I see. Solving this problem from Obi's end is actually a lot harder/uglier than solving it from yours. Instantiating GameObjects at runtime is usually discouraged in Unity due to performance spikes, so we designed Obi Rope specifically to avoid having multiple GameObjects per rope, or having to instantiate anything at runtime. Also, this way we only need 1 drawcall / mesh per rope, regardless of how many individual pieces it has been cut into. This is critical for mobile games as 100 draw calls are enough to bring most old-ish devices to their knees.

Furthermore, thanks to this all memory allocation can be statically performed to reduce garbage collection to a minimum, and to make memory usage predictable. (we allocate all we need at startup. that's why ropes have a particle pool to grab new particles from when they are torn or they increase their length, instead of just creating brand new particles). 

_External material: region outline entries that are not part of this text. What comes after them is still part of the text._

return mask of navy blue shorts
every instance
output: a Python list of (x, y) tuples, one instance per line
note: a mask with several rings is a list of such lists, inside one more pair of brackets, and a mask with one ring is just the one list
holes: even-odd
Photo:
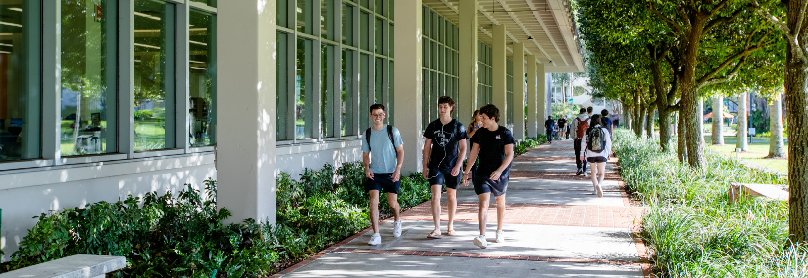
[(438, 171), (436, 168), (429, 168), (429, 185), (433, 184), (443, 185), (446, 183), (446, 187), (452, 189), (457, 189), (460, 186), (460, 180), (462, 179), (463, 172), (461, 171), (457, 175), (452, 175), (452, 171)]
[(510, 179), (510, 173), (503, 173), (499, 175), (499, 179), (491, 179), (489, 178), (490, 175), (485, 176), (474, 175), (474, 179), (472, 180), (474, 183), (474, 192), (477, 195), (491, 192), (494, 197), (503, 196), (507, 190), (507, 181)]
[(393, 173), (376, 174), (373, 173), (373, 179), (368, 179), (364, 181), (364, 190), (378, 190), (380, 192), (393, 193), (398, 195), (398, 187), (401, 187), (401, 179), (393, 182)]

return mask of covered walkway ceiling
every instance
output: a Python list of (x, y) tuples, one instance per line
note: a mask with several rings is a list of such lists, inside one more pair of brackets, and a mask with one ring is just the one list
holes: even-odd
[[(459, 2), (423, 0), (460, 25)], [(568, 0), (478, 0), (478, 38), (490, 45), (494, 25), (504, 24), (508, 57), (513, 43), (524, 43), (526, 54), (536, 55), (545, 71), (583, 71), (583, 58)], [(532, 37), (532, 40), (528, 40)]]

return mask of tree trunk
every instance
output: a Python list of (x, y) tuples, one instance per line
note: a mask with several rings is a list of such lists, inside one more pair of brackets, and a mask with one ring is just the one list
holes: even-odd
[[(788, 3), (787, 18), (797, 19), (804, 13), (806, 0)], [(797, 20), (788, 20), (789, 28), (797, 27)], [(802, 25), (803, 28), (805, 24)], [(801, 31), (802, 34), (804, 31)], [(793, 53), (804, 52), (801, 44), (789, 44), (785, 52), (785, 103), (789, 106), (789, 239), (792, 242), (808, 240), (808, 64)]]
[(735, 133), (735, 149), (741, 149), (741, 151), (749, 151), (749, 145), (747, 144), (747, 97), (746, 93), (738, 95), (738, 129)]
[(633, 120), (633, 119), (631, 116), (632, 111), (634, 111), (634, 109), (632, 107), (625, 105), (623, 106), (623, 116), (625, 116), (625, 118), (621, 119), (621, 121), (623, 122), (623, 124), (625, 124), (625, 128), (629, 128), (629, 130), (631, 130), (632, 128), (631, 121)]
[(646, 124), (646, 112), (648, 111), (648, 106), (643, 105), (637, 115), (637, 128), (634, 128), (634, 135), (638, 138), (642, 138), (642, 129), (645, 128)]
[(685, 125), (685, 121), (682, 120), (681, 113), (679, 114), (677, 118), (678, 124), (676, 124), (676, 141), (678, 145), (677, 146), (679, 147), (679, 162), (684, 164), (688, 162), (688, 144), (685, 137), (685, 135), (687, 135), (687, 127)]
[(648, 108), (648, 114), (646, 116), (646, 136), (648, 139), (654, 139), (654, 107)]
[(659, 113), (659, 148), (663, 152), (671, 150), (671, 141), (672, 140), (672, 130), (671, 128), (671, 109), (657, 107)]
[(780, 95), (775, 98), (769, 109), (772, 111), (772, 118), (769, 119), (772, 127), (769, 132), (772, 135), (768, 138), (768, 156), (766, 157), (768, 158), (785, 158), (785, 145), (783, 144), (783, 109), (780, 103)]
[(724, 98), (713, 99), (713, 145), (724, 145)]

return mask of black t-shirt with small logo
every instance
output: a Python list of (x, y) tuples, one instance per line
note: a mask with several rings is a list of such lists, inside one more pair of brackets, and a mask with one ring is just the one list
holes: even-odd
[(423, 131), (423, 137), (432, 141), (429, 167), (437, 168), (440, 164), (439, 171), (444, 172), (451, 171), (457, 164), (458, 142), (463, 139), (469, 139), (465, 126), (454, 119), (446, 124), (443, 124), (440, 119), (429, 123), (427, 129)]
[[(471, 137), (471, 142), (480, 145), (480, 152), (478, 154), (480, 165), (477, 167), (474, 175), (479, 175), (482, 177), (490, 175), (503, 165), (503, 161), (505, 160), (505, 145), (516, 144), (511, 131), (501, 125), (496, 131), (480, 128), (477, 133), (474, 133), (474, 137)], [(510, 170), (511, 166), (508, 165), (503, 171), (503, 175), (507, 174)]]

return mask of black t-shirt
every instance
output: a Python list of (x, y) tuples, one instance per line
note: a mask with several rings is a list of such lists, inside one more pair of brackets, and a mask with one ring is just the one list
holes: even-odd
[(563, 128), (566, 126), (566, 119), (558, 119), (558, 128)]
[(465, 126), (457, 120), (452, 120), (445, 125), (440, 123), (440, 119), (436, 120), (427, 125), (423, 137), (432, 141), (429, 167), (436, 168), (440, 164), (439, 171), (451, 171), (457, 164), (458, 142), (463, 139), (469, 139)]
[(553, 125), (555, 125), (555, 121), (553, 120), (547, 120), (545, 121), (545, 128), (553, 129)]
[[(480, 145), (480, 152), (478, 157), (480, 158), (480, 166), (477, 167), (474, 175), (479, 175), (487, 177), (503, 165), (505, 160), (505, 145), (516, 144), (513, 140), (513, 134), (503, 126), (499, 126), (496, 131), (490, 131), (488, 128), (481, 128), (471, 137), (472, 143)], [(511, 169), (507, 168), (503, 171), (503, 175), (507, 174)]]

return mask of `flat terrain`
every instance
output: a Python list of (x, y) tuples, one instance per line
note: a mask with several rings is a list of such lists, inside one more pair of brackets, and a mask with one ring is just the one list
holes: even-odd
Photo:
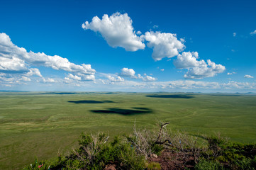
[(157, 121), (191, 134), (256, 141), (256, 96), (0, 92), (0, 169), (19, 169), (76, 147), (83, 132), (130, 133)]

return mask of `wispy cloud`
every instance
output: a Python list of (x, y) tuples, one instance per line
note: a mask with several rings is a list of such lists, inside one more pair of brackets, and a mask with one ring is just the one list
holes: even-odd
[(39, 66), (72, 72), (74, 77), (79, 76), (82, 80), (95, 79), (96, 71), (90, 64), (78, 65), (58, 55), (27, 52), (25, 48), (15, 45), (8, 35), (0, 33), (0, 72), (6, 73), (7, 77), (21, 77), (23, 81), (30, 79), (28, 76), (38, 76), (44, 82), (53, 82), (43, 78), (38, 68), (31, 68)]

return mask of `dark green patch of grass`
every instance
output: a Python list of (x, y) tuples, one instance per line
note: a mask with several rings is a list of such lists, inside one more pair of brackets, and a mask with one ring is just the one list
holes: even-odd
[[(193, 97), (145, 96), (157, 95)], [(80, 101), (113, 103), (68, 102)], [(0, 92), (0, 169), (18, 169), (35, 157), (65, 154), (67, 148), (76, 146), (82, 132), (129, 134), (135, 120), (138, 128), (152, 128), (160, 120), (169, 122), (172, 130), (207, 135), (219, 132), (232, 141), (252, 142), (256, 140), (255, 103), (253, 95)], [(143, 113), (127, 116), (91, 111), (111, 111), (109, 108)]]

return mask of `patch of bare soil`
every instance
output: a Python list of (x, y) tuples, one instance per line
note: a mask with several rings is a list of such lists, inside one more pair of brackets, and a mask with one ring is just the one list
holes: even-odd
[(161, 165), (162, 169), (184, 169), (194, 168), (194, 158), (190, 154), (183, 152), (174, 152), (165, 150), (157, 158), (150, 158), (150, 162), (157, 162)]

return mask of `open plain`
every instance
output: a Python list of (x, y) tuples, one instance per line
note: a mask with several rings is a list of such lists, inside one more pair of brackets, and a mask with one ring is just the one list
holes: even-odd
[(189, 93), (0, 92), (0, 169), (65, 155), (83, 132), (111, 135), (168, 122), (189, 134), (256, 141), (256, 96)]

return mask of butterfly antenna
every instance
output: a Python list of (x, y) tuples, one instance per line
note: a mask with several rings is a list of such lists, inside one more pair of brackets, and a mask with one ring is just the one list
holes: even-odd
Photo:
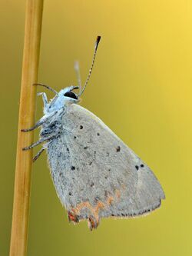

Physics, rendering, tearing and the rope cursor component would all have to be heavily modified (for the worse, in almost all aspects) to accommodate this GameObject based tearing system.

The approach I'd use is precisely the one you described: keep track of particle pairs and associate the circuit information to them. That's much, much faster (and easier) than having to create new gameobjects each time the rope is torn, complete with its own transform/renderer/rope components, that do very little except hindering performance.

Regarding rope color, particles have a "color" data array that allows you to colorize them individually. I can provide you a rope shader that makes the rope mesh show the color of the particles underneath it, this way you could just say "set the color of particles in the [12,16] range blue" and that rope piece would turn blue.Sonrisa

That shader would be awesome! Alright, I can definitely get away with keeping track of the particles, and being able to highlight without different gameObjects is amazing. Thanks!